I would like to start by clearing up a few issues that I dealt with last week after the November issue of FIT Magazine was published.
First, I did not quit going to the gym because I’m lazy or I’m giving up. I stopped going to the gym for a few reasons: issues with children and being short on money to pay the sitter, but the major reason is my own insecurities with the way I look.
Every time I go to the gym to exercise, no matter where I am, be it the YMCA or Anytime Fitness, I feel out of place and uncomfortable.
About a month ago, I was exercising and I happened to see a very attractive, fit, young girl exercising, too. She was using the chin-up/ pull-up bar, while talking with two men who appeared to be 10-15 years older than her. The men were admiring the girl, just like me.

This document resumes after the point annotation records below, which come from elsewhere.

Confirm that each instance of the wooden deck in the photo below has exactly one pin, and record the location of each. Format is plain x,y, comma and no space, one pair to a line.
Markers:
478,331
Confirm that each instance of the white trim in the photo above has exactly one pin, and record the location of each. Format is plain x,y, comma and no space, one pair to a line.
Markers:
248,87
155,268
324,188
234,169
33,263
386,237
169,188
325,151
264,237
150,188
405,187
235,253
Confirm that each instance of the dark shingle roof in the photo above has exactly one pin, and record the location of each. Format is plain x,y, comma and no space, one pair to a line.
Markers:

Then it hit me: Would these two men be chatting it up with an overweight woman who is trying to lose weight to feel more attractive and become healthier? I honestly do not think so. That’s when I started to feel uncomfortable again. When I am exercising in the comfort of my own house or I’m outside walking, I’m not thinking about who is looking at me or what someone is thinking.
I am still working on losing weight, though. This past week, I lost 7 pounds. I now weigh 223, which is a loss of 31 pounds so far. I know that I only have about a month and a half left in this challenge, but I have years left in the long run. I know that I did not meet the competitive needs of the challenge, but I am happy that I have lost the weight I have.